1554 – After watching her husband’s execution from the Tower window and being met by his bloody remains on her journey to Tower Green, Lady Jane Grey mounted the scaffold steps to meet her own end. She was sixteen.
In the will of her also-teenage cousin King Edward VI, Jane was declared heir if he died childless, barring his half-sisters Mary and Elizabeth from the throne. Keeping his sisters from the throne, particulary the devout Catholic Mary, saved England from reversing all the reforming Protestant work Edward had done since inheriting the crown of his father, Henry VIII. Jane and her family were staunch reformers, so it seemed like it would be a successful solution.
When Edward died at sixteen, Jane had been proclaimed Queen of England. At the same time, Mary Tudor received news that she was now Queen.
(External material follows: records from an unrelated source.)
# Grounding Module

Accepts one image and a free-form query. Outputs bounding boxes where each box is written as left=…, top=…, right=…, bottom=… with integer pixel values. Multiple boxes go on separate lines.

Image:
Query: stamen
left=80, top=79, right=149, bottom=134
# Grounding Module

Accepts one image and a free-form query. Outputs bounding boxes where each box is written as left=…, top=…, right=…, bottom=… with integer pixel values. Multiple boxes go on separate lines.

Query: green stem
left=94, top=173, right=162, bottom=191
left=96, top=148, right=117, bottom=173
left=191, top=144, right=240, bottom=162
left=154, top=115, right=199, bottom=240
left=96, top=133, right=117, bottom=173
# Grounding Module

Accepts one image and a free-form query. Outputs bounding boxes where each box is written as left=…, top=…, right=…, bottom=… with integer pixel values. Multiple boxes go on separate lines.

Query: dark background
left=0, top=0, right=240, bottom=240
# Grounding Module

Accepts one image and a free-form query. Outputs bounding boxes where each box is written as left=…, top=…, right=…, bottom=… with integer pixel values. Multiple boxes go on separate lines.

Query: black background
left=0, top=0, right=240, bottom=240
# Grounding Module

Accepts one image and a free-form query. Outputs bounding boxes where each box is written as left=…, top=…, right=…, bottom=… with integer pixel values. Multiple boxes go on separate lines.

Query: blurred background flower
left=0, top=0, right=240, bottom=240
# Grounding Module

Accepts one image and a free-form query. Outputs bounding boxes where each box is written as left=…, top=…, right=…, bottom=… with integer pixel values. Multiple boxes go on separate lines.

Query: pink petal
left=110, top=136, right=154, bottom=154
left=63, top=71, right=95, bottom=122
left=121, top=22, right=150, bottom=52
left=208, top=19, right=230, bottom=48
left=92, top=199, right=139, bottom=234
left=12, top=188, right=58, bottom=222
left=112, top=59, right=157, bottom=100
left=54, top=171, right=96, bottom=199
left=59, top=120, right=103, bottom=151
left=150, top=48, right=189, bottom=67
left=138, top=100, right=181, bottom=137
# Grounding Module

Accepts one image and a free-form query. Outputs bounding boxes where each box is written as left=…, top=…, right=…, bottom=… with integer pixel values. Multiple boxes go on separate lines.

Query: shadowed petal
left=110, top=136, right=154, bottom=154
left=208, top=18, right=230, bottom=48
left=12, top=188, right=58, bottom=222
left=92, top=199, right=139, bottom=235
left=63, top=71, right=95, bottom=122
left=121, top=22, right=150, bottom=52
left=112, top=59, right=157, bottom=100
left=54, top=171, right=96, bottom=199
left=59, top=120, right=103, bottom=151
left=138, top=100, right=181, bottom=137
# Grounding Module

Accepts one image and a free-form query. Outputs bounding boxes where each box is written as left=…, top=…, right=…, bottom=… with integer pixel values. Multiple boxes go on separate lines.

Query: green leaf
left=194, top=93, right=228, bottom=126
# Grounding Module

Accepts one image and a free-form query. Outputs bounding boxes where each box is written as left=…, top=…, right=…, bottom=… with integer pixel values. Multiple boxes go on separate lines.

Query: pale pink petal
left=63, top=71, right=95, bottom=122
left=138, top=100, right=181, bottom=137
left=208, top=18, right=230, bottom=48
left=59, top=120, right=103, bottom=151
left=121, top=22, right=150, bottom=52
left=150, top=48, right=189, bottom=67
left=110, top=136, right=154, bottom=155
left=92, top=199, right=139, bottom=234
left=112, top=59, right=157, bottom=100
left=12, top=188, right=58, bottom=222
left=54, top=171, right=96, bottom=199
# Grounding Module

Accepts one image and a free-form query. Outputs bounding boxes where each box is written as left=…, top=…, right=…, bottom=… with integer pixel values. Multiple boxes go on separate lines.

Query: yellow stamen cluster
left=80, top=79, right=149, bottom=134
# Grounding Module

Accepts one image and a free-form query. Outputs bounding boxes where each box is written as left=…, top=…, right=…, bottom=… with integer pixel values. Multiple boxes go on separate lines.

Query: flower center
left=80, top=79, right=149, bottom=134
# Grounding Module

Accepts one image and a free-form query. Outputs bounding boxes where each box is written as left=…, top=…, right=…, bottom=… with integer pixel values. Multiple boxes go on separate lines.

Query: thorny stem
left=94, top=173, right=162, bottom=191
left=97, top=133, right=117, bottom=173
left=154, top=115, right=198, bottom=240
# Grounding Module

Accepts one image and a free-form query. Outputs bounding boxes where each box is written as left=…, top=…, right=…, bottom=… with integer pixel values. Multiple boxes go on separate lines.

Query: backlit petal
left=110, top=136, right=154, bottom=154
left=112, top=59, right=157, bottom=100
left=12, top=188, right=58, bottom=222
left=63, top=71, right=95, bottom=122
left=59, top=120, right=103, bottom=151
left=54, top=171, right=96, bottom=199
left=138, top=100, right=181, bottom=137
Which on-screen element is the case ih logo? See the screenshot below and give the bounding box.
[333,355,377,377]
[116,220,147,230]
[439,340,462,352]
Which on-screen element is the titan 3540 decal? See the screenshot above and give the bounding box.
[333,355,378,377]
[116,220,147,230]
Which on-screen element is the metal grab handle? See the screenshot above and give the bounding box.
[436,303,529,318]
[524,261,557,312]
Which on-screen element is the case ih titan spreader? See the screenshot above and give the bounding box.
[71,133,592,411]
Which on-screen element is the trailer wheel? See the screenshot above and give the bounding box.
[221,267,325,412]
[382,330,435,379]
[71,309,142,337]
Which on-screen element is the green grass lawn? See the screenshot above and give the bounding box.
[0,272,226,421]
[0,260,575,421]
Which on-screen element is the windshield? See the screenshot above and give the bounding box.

So WHO WAS THE
It turns out the real queen was whoever had the bigger army. And Mary had the bigger army. Lady Jane Grey was only Queen of England for thirteen days (though she is remembered as the Nine Day Queen), now it was just a question of her fate. Would she be imprisoned? Turned into a nun? Banished abroad? Executed?
While not an expert on Lady Jane and the events surrounding her, I don’t think Mary wanted her cousin to lose her head, just as Elizabeth I would later drag her feet in the execution of Mary Queen of Scots. However, it would eventually be inevitable.
Her scaffold speech was composed, though her ladies wept profusely for their mistress. Jane knelt, flipped her hair forward and out of the way, and was blindfolded — but terrifyingly couldn’t find the block. There were a few moments of panick before a bystander mercifully guided the young girl.
It’s speculated that J.K. Rowling based the Grey Lady on Jane Grey.